Daily cases have been shrinking since Sunday after reaching a three-month high last week and Government ministers today claimed the chance of ministers activating their winter ‘Plan B’ is less than 20 per cent.
But the number of people dying with Covid has continued to increase, with 207 new fatalities recorded today. It was up 15.6 per cent on last week’s 179.
And there was a 2.9 per cent week-on-week increase in hospitalisations on Saturday, the latest date data is available for. They reached 894, up from the 869 recorded the week before.
However, Professor Ferguson said herd immunity is not a destination, but a state that can be both achieved and lost.
‘It is not an all or nothing thing, herd immunity is having an enormous effect right now on dampening transmission due to the huge amount of vaccination which has gone on and the large number of people which have been infected already,’ he said.
‘But it is not going to be a permanent thing. Immunity wanes over time, it is imperfect, so you still get transmission happening.’
While Professor Ferguson also said the next few weeks could also determine if the UK had passed the peak of infections.
‘Too early to say whether we have reached a peak, mainly because this week is half-term week and so we know lots of people go on holiday and testing patterns are different than usual,’ he said.
‘We will have to wait at least a couple of weeks, if not closer to three to be sure, but there are some encouraging signs in terms of the dip in case numbers.’

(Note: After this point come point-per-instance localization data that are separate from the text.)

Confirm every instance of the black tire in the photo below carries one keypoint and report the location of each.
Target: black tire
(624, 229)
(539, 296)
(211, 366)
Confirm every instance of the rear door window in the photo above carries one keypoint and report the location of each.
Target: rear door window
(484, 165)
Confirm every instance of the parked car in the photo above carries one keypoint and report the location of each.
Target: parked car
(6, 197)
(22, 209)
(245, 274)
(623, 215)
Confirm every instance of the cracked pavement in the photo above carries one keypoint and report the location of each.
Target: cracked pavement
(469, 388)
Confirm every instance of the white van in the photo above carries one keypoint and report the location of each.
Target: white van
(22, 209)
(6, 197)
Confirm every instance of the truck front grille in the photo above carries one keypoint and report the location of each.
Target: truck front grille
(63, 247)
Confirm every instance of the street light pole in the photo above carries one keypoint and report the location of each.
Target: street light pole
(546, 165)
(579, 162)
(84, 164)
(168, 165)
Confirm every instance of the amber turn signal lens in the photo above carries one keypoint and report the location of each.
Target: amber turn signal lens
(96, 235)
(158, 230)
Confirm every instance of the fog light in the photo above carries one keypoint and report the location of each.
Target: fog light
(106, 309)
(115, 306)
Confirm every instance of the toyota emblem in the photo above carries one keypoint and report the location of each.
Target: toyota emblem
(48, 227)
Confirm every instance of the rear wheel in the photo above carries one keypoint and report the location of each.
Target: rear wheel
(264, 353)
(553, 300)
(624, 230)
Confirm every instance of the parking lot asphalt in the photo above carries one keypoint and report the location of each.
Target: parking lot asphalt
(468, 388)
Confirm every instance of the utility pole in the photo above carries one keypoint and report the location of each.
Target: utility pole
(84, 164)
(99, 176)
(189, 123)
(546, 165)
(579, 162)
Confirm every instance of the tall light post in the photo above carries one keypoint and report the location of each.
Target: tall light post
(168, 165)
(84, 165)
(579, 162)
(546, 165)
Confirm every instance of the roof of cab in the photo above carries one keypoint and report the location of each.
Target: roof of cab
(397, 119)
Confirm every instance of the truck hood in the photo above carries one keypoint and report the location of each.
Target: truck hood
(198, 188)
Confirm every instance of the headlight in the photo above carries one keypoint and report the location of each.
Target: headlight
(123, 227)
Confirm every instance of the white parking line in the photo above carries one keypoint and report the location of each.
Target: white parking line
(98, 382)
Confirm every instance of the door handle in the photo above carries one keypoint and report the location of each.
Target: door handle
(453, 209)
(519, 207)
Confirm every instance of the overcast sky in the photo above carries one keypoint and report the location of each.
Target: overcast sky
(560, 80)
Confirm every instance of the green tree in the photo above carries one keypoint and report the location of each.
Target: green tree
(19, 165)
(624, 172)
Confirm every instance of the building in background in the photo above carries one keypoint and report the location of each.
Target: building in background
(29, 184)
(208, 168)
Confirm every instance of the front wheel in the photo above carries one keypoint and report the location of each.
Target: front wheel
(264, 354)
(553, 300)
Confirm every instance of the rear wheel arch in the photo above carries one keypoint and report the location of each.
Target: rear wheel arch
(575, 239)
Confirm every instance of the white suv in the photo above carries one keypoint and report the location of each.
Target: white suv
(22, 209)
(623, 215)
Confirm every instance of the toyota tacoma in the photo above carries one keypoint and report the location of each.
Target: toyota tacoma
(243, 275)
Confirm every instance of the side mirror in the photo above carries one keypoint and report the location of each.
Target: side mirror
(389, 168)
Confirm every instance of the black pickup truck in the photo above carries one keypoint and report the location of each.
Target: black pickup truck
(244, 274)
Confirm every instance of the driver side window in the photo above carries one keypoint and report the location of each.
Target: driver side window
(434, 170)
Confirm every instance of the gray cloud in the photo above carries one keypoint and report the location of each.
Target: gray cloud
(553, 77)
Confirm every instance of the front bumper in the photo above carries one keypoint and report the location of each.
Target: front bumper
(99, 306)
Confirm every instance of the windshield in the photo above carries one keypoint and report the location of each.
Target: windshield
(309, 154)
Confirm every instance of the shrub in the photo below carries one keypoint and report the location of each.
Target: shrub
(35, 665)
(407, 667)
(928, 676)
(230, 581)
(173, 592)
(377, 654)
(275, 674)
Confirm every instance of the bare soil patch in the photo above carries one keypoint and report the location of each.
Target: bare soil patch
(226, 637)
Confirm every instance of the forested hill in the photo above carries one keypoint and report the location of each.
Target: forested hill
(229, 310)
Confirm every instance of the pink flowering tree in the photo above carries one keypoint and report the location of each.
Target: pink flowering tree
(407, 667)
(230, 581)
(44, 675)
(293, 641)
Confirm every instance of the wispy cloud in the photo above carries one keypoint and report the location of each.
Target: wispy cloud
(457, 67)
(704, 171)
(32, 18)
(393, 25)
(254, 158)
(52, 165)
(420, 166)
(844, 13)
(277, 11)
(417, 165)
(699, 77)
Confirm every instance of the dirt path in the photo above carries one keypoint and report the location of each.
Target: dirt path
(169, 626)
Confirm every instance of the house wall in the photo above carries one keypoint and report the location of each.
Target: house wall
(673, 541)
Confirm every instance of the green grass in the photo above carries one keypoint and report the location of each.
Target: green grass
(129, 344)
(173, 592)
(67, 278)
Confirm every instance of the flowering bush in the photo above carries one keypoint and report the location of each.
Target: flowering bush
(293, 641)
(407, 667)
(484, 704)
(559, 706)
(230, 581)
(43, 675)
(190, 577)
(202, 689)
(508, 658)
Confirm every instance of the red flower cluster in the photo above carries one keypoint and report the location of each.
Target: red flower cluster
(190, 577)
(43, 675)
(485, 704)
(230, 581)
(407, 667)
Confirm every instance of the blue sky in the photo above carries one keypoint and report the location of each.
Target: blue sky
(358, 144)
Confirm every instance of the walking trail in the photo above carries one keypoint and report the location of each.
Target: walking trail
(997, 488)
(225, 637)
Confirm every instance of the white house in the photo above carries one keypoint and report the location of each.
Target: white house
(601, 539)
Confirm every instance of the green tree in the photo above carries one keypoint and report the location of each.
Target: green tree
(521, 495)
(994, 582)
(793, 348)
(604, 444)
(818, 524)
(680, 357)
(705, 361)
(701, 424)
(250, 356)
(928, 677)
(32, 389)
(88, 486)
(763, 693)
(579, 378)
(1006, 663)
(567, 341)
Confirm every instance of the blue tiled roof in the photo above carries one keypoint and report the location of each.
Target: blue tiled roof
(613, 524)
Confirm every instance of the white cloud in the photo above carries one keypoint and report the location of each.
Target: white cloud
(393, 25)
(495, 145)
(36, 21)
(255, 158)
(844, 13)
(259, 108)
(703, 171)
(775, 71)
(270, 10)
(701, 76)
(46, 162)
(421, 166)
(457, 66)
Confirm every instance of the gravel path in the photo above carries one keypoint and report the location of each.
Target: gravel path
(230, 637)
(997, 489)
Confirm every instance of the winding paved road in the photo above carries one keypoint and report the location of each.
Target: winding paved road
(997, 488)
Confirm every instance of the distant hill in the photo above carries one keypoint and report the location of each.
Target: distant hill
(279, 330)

He added that while there was inherent uncertainty in predictions regarding the peak it could come in the next few weeks, but moving past this was contingent on the success of the UK’s Covid booster jab programme.
‘If isn’t peaking now then most of the SAGE modelling out there would suggest that it should peak so long as we keep getting boosters into people’s are and achieve a reasonable high, 90 per cent or so, coverage of boosters,’ he said.
‘Then we should start to see a sustained decline in the coming weeks, but there is a lot of uncertainty in the modelling in all three groups that contributed into that exercise going into SAGE, about when exactly the peak will be.’
The UK’s Covid booster campaign has been criticised for being sluggish with calls to speed it up so half a million jabs a day are dished out.
Some 6.4million boosters have been administered as of Monday, when 244,992 people came forward for the top-up injection.
Another key finding of the most recent study was that double-jabbed people still have a one in four chance of catching Covid from an infected household member, according to a study by ‘Professor Lockdown’ Neil Fergusson.
This is even the case if the person infected was fully jabbed themselves, in what is known as a vaccine breakthrough case, said Imperial College London researchers.
But the risk to unvaccinated household members was even greater, with a 38 per cent chance of catching the virus from infected household members.
The scientists were ‘surprised’ to discover that the protection offered by the Covid vaccines began to significantly wane just three months after the second dose.
They say the findings make it more crucial than ever for people to come forward for their booster jab.